Since all of our honey comes from bees visiting different flowers in different areas, the characteristics of our honey vary from batch to batch. That’s why our mead releases are small-batch and artisanal. We can’t produce exactly the same mead, since the honey will vary from season to season and even year to year.

Choosing Our Apples

The other major variable in mead is the type of juice or water used to dilute the honey so it can ferment.

In general, we use fresh-pressed apples instead of water. Store-bought apple juice would never taste the same as real, fresh-pressed apples from local orchards, which we blend with our local honey to create unique flavour expressions before fermentation even begins! Since different varieties of apples come into season or go out of season throughout the year and there are always different proportions of certain varieties within the pressed juice, similar to the flowers’ seasons affecting the taste of honey, no two batches will be exactly the same.

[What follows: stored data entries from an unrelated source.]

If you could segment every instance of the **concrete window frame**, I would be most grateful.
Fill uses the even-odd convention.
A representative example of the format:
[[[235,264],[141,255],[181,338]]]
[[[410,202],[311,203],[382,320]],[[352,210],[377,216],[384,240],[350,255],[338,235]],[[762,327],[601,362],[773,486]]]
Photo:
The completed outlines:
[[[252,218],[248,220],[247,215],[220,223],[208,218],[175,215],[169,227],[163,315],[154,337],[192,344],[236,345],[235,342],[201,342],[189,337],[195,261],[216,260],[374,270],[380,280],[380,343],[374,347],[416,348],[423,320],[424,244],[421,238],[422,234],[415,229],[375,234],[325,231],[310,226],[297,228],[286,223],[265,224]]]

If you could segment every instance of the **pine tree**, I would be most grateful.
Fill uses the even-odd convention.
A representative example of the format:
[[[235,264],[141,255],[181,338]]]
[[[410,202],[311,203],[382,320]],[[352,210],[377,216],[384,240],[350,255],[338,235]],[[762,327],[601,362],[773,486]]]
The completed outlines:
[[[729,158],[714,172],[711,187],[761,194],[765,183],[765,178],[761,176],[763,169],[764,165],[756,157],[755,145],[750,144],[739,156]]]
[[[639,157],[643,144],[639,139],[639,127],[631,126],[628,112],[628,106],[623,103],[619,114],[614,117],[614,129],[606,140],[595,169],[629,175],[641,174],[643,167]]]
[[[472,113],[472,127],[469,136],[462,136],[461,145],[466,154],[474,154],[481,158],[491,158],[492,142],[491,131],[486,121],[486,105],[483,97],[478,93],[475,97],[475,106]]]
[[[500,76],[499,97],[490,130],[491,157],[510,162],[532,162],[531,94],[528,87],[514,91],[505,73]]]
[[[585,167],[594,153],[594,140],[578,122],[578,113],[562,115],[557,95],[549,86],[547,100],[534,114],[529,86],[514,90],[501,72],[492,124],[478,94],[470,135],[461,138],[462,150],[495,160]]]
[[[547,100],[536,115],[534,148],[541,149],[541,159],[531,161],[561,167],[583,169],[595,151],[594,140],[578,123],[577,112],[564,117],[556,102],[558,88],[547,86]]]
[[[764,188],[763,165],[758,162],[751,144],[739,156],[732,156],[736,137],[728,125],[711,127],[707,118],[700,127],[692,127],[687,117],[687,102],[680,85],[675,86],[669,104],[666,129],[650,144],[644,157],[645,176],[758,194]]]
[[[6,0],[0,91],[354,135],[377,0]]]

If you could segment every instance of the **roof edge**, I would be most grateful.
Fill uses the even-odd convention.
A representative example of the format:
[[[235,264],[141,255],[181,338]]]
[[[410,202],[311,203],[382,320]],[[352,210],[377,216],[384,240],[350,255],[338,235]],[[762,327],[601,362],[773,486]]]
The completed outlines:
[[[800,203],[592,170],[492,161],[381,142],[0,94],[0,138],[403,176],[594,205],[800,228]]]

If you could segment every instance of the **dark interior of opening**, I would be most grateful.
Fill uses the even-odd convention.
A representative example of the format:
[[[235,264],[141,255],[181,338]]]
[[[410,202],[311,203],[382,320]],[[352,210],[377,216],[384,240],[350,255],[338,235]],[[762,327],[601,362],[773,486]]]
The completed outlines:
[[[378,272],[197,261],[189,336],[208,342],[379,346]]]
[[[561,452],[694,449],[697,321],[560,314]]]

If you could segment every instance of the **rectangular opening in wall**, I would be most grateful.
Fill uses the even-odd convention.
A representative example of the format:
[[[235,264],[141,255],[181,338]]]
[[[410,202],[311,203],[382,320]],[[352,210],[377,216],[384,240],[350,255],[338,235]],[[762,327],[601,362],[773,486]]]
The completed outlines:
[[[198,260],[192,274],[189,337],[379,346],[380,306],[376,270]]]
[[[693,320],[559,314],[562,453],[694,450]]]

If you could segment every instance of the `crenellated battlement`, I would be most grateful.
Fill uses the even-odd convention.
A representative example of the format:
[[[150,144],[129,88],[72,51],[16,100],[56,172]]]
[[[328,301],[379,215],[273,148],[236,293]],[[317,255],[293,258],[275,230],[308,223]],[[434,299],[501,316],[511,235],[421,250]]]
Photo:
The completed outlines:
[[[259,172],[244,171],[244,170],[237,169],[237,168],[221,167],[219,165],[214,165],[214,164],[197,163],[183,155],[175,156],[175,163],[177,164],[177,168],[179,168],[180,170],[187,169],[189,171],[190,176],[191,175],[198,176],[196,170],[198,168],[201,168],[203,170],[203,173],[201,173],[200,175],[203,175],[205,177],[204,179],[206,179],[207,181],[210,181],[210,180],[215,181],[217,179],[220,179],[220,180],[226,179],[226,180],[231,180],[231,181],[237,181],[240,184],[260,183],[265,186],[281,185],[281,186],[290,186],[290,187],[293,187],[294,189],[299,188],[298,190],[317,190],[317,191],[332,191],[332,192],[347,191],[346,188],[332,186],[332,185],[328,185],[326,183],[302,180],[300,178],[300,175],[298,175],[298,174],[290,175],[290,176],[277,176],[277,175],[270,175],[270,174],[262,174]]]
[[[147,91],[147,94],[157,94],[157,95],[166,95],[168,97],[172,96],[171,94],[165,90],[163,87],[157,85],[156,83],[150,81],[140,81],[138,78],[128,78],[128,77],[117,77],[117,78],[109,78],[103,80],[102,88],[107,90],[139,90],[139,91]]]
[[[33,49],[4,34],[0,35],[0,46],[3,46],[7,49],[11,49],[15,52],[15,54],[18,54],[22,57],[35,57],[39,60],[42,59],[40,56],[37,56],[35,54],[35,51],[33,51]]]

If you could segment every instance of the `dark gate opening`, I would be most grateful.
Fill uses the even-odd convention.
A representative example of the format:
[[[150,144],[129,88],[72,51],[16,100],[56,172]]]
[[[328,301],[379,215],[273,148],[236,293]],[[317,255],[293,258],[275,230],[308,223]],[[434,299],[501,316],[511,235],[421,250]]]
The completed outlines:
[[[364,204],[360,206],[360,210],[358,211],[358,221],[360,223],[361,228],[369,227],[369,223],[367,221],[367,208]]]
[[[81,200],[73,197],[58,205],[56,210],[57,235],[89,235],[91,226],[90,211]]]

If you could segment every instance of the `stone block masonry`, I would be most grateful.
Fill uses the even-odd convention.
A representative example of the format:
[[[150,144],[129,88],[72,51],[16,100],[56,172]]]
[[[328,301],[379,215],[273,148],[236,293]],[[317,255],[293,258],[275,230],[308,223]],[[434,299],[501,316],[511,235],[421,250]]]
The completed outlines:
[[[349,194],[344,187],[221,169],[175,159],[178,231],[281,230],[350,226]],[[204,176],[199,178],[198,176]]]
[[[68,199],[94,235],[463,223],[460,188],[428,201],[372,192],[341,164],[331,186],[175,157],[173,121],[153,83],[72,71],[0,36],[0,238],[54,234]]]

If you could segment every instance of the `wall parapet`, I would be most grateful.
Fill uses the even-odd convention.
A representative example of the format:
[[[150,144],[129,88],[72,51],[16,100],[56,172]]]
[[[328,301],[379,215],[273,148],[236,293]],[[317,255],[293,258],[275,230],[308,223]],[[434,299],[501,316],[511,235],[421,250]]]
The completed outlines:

Our snow mead is made with ten thousand litres of snow, which melts into a thousand litres of water. We sanitize with ozone, test the water for purity, wait for the ozone to dissipate quickly into oxygen, and filter. This results in a harvest of pure, clean water from our own rural property!

Mixing and Fermentation

We fill our mixing tank with fresh-pressed apples, which we always aim to use within a day of obtaining them from the orchard to keep them fresh, or with water in the case of our snow mead. Then, we add hundreds of pounds of honey at a time to the mixing tank. We add the honey slowly to ensure it fully dissolves and leave it to mix until it is completely blended. Then, we pump it into our fermenter and add the yeast to begin fermentation.

Fermentation takes as long as the yeast wants to take! Of course, yeast requires feeding, so we add nutrients on a regular basis throughout fermentation until the yeast finishes fermenting. Then, we wait until the yeast settles out of the mead before transferring it to a secondary container.